Una delle cause che ha portato la Ferrari a vivere un deludente GP d’Austria è stata la gestione delle gomme, specialmente le C3. La squadra del Cavallino Rampante, a Silverstone, sembra però aver iniziato il weekend con tutt’altro piglio. La SF-26 è stata competitiva sin dal primo giro delle FP1 e Hamilton ha ottenuto un’importantissima Sprint Pole davanti al suo pubblico di casa.
Stavolta, rispetto alle qualifiche di Spielberg, la prestazione ha tutto un altro sapore. La Ferrari, al Red Bull Ring, è riuscita a scattare dalla seconda e terza posizione grazie soprattutto all’incidente di Verstappen in Q3, che aveva determinato l’uscita di una (doppia) bandiera gialla e ha approfittato benissimo della situazione. Purtroppo però né Hamilton né Leclerc hanno dimostrato di avere il ritmo per mantenere quelle posizioni in gara.
Le cose sembrano molto diverse in Gran Bretagna. La prestazione in qualifica è stata la migliore in assoluto e guardando alla gara anche lo stint su Hard C1 è stato molto consistente. Oggi però, nel corso della Sprint Race dobbiamo attenderci un uso massiccio della mescola Media C2, un gomma finora usata soltanto nella SQ1 e nella SQ2 di ieri.

I top team sono rimasti con 2 set di C2 nuovi e 2 set di C2 usati, per cui, volendo accantonare l’unico set di Hard C1 per la gara e i 4 set di Soft C3 per la qualifica di questa sera, probabilmente la scelta della mescola da utilizzare durante la Sprint Race ricadrà o su Medium nuova oppure su usata. Questo dipenderà strettamente dalla strategia che i top team hanno già ipotizzato per domani.
Probabilmente il GP verrà affrontato mediante la tattica ad una sosta Medium-Hard, o al più Medium-Hard-Medium (o ancora Medium-Hard-Soft). Probabilmente qualcuno vorrà conservare entrambi i set nuovi per la domenica e oggi affronterà la Sprint con una C2 usata e chi invece opterà per usufruire di un set nuovo mettendo in conto però che nel corso del GP si potrebbe ritrovare a dover fare affidamento, qualora si dovrà virare sulle due soste, o su un set usato di Medie o su uno di Soft.
Nelle FP1 i piloti hanno dimostrato di poter fare tantissimi giri sulle C1 bianche senza perdere prestazione (il ritmo Ferrari è stato positivo soprattutto perché al crescere del numero di giri percorsi, il ritmo gara si faceva sempre più competitivo, leggi qui). Il degrado è molto basso. Anche la Soft C3 potrebbe avere un ruolo importante sia nella Sprint che nel GP di domani, ma probabilmente, dal momento che hanno più set nuovi a disposizione, sarà una soluzione usata prevalentemente dai piloti nelle retrovie.

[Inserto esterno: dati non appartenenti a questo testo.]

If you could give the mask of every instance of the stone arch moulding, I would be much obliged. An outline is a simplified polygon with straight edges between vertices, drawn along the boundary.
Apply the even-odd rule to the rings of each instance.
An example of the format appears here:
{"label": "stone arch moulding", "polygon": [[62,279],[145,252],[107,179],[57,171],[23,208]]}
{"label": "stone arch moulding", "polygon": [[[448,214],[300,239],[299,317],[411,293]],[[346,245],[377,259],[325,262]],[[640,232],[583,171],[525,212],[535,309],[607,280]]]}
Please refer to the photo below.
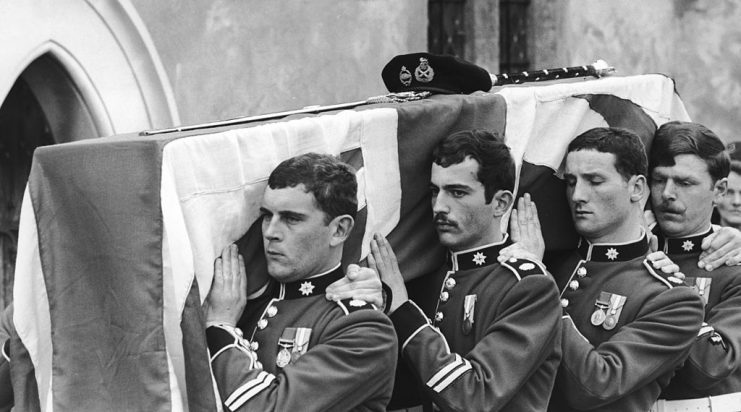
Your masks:
{"label": "stone arch moulding", "polygon": [[179,124],[172,88],[129,0],[0,3],[0,102],[43,55],[69,74],[101,136]]}

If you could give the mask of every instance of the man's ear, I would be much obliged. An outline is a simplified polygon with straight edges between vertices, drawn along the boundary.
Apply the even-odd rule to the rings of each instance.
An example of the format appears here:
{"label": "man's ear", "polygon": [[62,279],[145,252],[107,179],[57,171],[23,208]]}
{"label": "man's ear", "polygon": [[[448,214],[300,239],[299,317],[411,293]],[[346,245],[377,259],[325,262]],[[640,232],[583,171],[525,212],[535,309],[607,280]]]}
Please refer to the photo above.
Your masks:
{"label": "man's ear", "polygon": [[726,191],[728,190],[728,178],[724,177],[722,179],[718,179],[718,181],[715,182],[713,185],[713,204],[717,205],[721,200],[723,200],[723,196],[726,195]]}
{"label": "man's ear", "polygon": [[512,206],[514,196],[509,190],[497,190],[491,201],[494,203],[494,217],[501,217],[504,216],[510,206]]}
{"label": "man's ear", "polygon": [[329,240],[330,246],[339,246],[343,244],[352,233],[355,226],[355,220],[350,215],[339,215],[329,222],[332,232],[332,238]]}
{"label": "man's ear", "polygon": [[644,200],[648,198],[648,181],[646,181],[646,176],[631,176],[628,180],[628,189],[630,189],[630,201],[640,203],[642,207],[645,204]]}

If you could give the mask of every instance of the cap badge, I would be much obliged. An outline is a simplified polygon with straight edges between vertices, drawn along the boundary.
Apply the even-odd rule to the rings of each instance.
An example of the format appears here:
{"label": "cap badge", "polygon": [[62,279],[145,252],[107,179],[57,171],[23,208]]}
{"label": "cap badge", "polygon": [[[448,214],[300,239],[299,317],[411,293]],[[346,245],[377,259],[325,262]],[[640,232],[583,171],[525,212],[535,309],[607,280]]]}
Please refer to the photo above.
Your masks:
{"label": "cap badge", "polygon": [[406,66],[401,66],[401,71],[399,72],[399,81],[404,86],[409,86],[412,84],[412,73],[407,70]]}
{"label": "cap badge", "polygon": [[414,78],[421,83],[429,83],[435,77],[435,71],[432,70],[430,62],[424,58],[419,58],[419,66],[414,69]]}
{"label": "cap badge", "polygon": [[691,240],[685,240],[684,243],[682,243],[682,249],[684,249],[685,252],[689,252],[695,247],[695,244],[692,243]]}
{"label": "cap badge", "polygon": [[618,254],[619,253],[618,253],[617,249],[615,249],[614,247],[611,247],[611,248],[607,249],[607,252],[605,253],[605,255],[607,256],[607,258],[610,259],[610,260],[617,259]]}

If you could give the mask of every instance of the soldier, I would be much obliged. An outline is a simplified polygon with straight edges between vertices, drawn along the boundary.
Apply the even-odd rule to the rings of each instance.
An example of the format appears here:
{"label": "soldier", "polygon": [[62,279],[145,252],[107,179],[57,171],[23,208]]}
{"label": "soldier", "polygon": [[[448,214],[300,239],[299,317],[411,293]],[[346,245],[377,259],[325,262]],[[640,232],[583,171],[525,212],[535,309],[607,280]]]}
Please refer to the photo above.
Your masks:
{"label": "soldier", "polygon": [[[564,310],[550,411],[648,410],[702,324],[700,297],[646,258],[647,163],[640,139],[627,130],[591,129],[568,146],[566,195],[582,239],[547,265]],[[537,232],[533,222],[518,223],[520,237]]]}
{"label": "soldier", "polygon": [[509,148],[489,132],[462,131],[433,158],[447,263],[407,289],[382,236],[368,258],[392,290],[401,358],[421,381],[426,410],[545,410],[560,358],[558,291],[540,261],[496,260],[509,244],[500,231],[515,183]]}
{"label": "soldier", "polygon": [[262,201],[272,278],[263,297],[245,308],[236,246],[217,259],[206,336],[228,410],[385,409],[397,353],[391,322],[365,301],[324,298],[326,287],[344,276],[340,259],[356,191],[350,168],[331,156],[286,160],[270,174]]}
{"label": "soldier", "polygon": [[705,304],[705,319],[684,367],[658,411],[741,409],[741,269],[697,267],[700,245],[714,229],[713,203],[726,189],[729,158],[721,140],[697,123],[670,122],[654,136],[649,170],[659,248],[676,262]]}
{"label": "soldier", "polygon": [[741,161],[731,161],[726,194],[718,201],[719,223],[741,228]]}

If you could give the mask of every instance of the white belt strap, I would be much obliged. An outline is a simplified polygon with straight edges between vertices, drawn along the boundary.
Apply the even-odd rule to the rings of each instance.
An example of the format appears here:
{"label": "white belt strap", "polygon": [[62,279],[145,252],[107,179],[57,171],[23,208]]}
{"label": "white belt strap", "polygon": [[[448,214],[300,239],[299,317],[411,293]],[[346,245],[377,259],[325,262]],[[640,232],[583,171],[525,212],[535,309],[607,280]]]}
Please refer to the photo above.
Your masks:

Dopo aver perso la rotta in Austria, la Ferrari deve assolutamente ritrovare sé stessa a Silverstone. Assisteremo ad una Sprint in cui sia Hamilton che Leclerc cercheranno conferme dalle gomme. L'appuntamento austriaco va cancellato in fretta e per farlo i punti cardinali che la squadra utilizza nella definizione dell'assetto, per massimizzare le performance della monoposto, vanno rafforzati e scolpiti nella roccia come fossero legge.
Il commento del direttore motorsport Pirelli, al termine della Sprint Qualifying: “Il weekend di Silverstone è iniziato in linea con le aspettative. I piloti hanno utilizzato le FP1 per prendere confidenza con la C1, una mescola che, prima di Silverstone, era stata utilizzata solo a Suzuka. La C2 e la C3, d'altro canto, sono stati utilizzati principalmente per effettuare le migliori performance con basso carico di carburante. Il che ha consentito ai team di raccogliere dati utili prima del resto del fine settimana”.
“Il degrado si è rivelato in linea con le nostre aspettative e il delta prestazionale iniziale osservato tra Medium e Soft, a parità di carichi di carburante, era di circa quattro decimi. Un decimo in meno, circa, rispetto a quanto indicato dalle simulazioni. Ci attendiamo una Sprint interessante sul fronte delle gomme. Anche la Soft sembra in grado di rientrare tra le opzioni competitive, soprattutto per chi parte dalla seconda metà della griglia”, ha concluso Dario Marrafuschi.